3. George and Munoz subsequently identified the items found in that vehicle as the possessions missing from their home. They also testified they did not know defendant and that he did not have permission to be in their home. All items were returned that same evening. The television was heavy; two persons were required to lift it. For the defense, criminalist Jeanne Spencer testified she examined the screwdriver for trace evidence or evidence of a paint transfer to compare to samples provided of the victims‘ front door. None were found on the screwdriver. On cross-examination, she testified such a result did not mean the screwdriver could not have been used in the crime. Rather, it meant only that no trace evidence remained on the screwdriver had it been used in the crime. DISCUSSION I. Review of Materials Following Pitchess Motion Defendant asks this court to review the materials disclosed in camera in response to his Pitchess motion. Defendant contends the trial court‘s September 2, 2011, order is ambiguous and that it is not clear the ―court itself made the determination of what was ‗discoverable.‘‖ We begin with the well-settled standards for disclosure of confidential personnel records pursuant to Pitchess, which established that ―a criminal defendant could ‗compel discovery‘ of certain relevant information in the personnel files of police officers by making ‗general allegations which establish some cause for discovery‘ of that information and by showing how it would support a defense to the charge against him.‖ (Warrick v. Superior Court (2005) 35 Cal.4th 1011, 1018–1019 (Warrick); see §§ 832.7, 832.8; Evid.

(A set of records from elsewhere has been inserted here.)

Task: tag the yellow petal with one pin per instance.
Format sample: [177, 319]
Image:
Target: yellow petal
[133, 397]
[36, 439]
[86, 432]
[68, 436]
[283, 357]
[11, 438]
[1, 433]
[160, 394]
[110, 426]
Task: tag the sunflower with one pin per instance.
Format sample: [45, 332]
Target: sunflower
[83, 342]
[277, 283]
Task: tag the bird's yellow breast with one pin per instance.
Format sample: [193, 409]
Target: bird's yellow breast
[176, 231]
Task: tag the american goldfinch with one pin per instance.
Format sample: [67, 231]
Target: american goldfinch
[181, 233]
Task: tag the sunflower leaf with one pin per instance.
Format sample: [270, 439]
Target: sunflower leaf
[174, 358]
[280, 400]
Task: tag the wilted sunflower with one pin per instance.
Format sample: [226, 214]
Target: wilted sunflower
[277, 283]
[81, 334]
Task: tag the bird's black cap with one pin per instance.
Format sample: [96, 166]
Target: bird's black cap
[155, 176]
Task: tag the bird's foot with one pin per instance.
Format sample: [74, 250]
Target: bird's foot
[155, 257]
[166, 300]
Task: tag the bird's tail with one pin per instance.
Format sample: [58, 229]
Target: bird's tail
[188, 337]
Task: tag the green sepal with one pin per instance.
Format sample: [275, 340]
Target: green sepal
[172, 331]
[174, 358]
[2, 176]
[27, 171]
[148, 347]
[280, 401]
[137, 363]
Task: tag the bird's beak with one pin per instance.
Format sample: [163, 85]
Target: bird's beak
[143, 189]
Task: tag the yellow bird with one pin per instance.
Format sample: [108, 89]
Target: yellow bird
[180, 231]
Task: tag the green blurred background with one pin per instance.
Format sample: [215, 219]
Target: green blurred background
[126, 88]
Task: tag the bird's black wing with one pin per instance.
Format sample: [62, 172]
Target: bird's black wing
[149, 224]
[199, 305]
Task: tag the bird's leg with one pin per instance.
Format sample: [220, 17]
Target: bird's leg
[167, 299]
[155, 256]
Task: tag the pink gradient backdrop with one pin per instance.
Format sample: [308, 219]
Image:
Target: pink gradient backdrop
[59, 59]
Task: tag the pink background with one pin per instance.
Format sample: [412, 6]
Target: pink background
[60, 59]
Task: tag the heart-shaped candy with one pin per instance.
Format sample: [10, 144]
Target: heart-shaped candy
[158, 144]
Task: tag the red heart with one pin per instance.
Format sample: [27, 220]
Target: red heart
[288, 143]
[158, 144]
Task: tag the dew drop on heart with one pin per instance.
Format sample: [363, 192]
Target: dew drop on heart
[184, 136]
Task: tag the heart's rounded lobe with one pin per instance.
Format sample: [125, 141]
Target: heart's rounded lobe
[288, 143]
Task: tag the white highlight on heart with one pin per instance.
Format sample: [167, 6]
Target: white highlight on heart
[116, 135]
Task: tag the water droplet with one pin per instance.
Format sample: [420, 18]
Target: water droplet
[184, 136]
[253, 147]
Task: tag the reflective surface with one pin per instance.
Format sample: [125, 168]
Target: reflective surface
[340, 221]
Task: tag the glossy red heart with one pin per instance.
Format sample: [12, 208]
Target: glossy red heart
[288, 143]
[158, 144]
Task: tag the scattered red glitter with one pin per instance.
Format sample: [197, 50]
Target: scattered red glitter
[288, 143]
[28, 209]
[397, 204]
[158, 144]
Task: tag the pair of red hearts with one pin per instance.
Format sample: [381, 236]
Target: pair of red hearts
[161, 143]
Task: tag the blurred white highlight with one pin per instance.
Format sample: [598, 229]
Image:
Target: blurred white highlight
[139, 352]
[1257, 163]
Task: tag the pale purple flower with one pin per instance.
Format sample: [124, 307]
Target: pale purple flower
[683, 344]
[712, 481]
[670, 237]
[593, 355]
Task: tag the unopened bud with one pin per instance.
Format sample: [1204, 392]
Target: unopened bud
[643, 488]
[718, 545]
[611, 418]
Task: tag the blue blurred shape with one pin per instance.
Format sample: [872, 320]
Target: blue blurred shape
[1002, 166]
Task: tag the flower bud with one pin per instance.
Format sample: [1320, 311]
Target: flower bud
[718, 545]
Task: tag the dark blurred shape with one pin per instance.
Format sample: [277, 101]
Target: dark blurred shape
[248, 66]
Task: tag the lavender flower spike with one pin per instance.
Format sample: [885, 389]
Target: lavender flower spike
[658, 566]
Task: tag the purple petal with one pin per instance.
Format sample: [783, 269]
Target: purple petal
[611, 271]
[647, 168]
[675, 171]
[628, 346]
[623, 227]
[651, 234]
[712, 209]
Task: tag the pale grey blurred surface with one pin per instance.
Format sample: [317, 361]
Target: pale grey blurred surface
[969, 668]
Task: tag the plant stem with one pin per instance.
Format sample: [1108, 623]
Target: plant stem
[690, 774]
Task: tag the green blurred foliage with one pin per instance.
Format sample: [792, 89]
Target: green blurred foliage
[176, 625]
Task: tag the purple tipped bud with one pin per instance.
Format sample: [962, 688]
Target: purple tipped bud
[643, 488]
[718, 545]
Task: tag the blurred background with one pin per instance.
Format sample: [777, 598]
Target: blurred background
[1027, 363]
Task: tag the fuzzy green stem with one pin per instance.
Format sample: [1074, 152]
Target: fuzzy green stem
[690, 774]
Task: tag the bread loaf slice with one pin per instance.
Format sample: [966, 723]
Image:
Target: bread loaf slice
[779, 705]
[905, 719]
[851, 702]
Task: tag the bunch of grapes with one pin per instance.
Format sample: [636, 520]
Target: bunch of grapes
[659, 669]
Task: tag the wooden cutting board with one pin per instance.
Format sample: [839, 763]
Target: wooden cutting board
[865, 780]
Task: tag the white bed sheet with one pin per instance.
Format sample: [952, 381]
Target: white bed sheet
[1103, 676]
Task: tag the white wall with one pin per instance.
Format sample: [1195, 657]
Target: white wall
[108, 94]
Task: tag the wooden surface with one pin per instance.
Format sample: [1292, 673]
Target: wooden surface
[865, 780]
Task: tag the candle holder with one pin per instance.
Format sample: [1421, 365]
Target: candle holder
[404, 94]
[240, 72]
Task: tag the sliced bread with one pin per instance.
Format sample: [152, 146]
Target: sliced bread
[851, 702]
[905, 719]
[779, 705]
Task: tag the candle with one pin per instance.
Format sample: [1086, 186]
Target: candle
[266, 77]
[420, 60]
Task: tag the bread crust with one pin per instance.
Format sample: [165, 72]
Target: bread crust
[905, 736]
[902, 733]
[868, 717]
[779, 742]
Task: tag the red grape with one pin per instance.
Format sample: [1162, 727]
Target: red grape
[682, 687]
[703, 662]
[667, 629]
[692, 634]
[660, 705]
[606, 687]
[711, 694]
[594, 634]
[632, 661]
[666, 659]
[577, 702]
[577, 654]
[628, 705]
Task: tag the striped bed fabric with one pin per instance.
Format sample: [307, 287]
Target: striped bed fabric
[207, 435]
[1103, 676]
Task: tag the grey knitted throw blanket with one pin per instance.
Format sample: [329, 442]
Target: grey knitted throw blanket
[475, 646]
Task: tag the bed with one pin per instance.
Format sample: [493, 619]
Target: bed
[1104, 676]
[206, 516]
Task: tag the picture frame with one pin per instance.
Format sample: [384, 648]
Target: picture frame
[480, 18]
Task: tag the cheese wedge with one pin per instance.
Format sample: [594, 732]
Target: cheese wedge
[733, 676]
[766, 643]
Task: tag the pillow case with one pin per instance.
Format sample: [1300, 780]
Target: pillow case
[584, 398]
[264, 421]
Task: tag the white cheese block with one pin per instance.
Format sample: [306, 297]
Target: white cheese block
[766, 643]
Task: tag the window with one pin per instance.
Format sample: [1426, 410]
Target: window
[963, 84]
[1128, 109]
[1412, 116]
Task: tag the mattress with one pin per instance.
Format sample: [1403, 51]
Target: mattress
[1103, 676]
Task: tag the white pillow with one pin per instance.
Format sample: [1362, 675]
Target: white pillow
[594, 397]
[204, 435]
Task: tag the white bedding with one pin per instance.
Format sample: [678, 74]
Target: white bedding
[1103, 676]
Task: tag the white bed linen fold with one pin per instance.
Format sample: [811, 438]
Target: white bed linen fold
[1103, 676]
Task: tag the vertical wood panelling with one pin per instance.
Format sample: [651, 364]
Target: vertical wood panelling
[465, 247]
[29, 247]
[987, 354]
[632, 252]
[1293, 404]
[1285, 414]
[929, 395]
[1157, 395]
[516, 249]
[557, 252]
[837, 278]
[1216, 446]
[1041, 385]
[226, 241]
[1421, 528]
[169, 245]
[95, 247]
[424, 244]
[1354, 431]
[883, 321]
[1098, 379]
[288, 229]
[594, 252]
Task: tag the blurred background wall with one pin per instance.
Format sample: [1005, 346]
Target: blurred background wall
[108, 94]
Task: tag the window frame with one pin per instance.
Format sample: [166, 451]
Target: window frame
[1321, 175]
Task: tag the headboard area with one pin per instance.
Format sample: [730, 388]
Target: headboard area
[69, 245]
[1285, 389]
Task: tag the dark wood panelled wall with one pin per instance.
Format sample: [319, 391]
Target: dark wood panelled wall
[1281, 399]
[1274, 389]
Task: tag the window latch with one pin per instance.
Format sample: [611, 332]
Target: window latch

Code, §§ 1043–1045.)

―… To initiate discovery, the defendant must file a motion supported by affidavits showing ‗good cause for the discovery,‘ first by demonstrating the materiality of the information to the pending litigation, and second by ‗stating upon reasonable belief‘ that the police agency has the records or information at issue. [Citation.] This two-part showing of good cause is a ‗relatively low threshold for discovery.‘ [Citation.]

4. ―If the trial court finds good cause for the discovery, it reviews the pertinent documents in chambers and discloses only that information falling within the statutorily defined standards of relevance. [Citations.] The trial court may not disclose complaints more than five years old, the ‗conclusions of any officer‘ who investigates a citizen complaint of police misconduct, or facts ‗so remote as to make [their] disclosure of little or no practical benefit.‘ [Citations.] Typically, the trial court discloses only the names, addresses, and telephone numbers of individuals who have witnessed, or have previously filed complaints about, similar misconduct by the officer.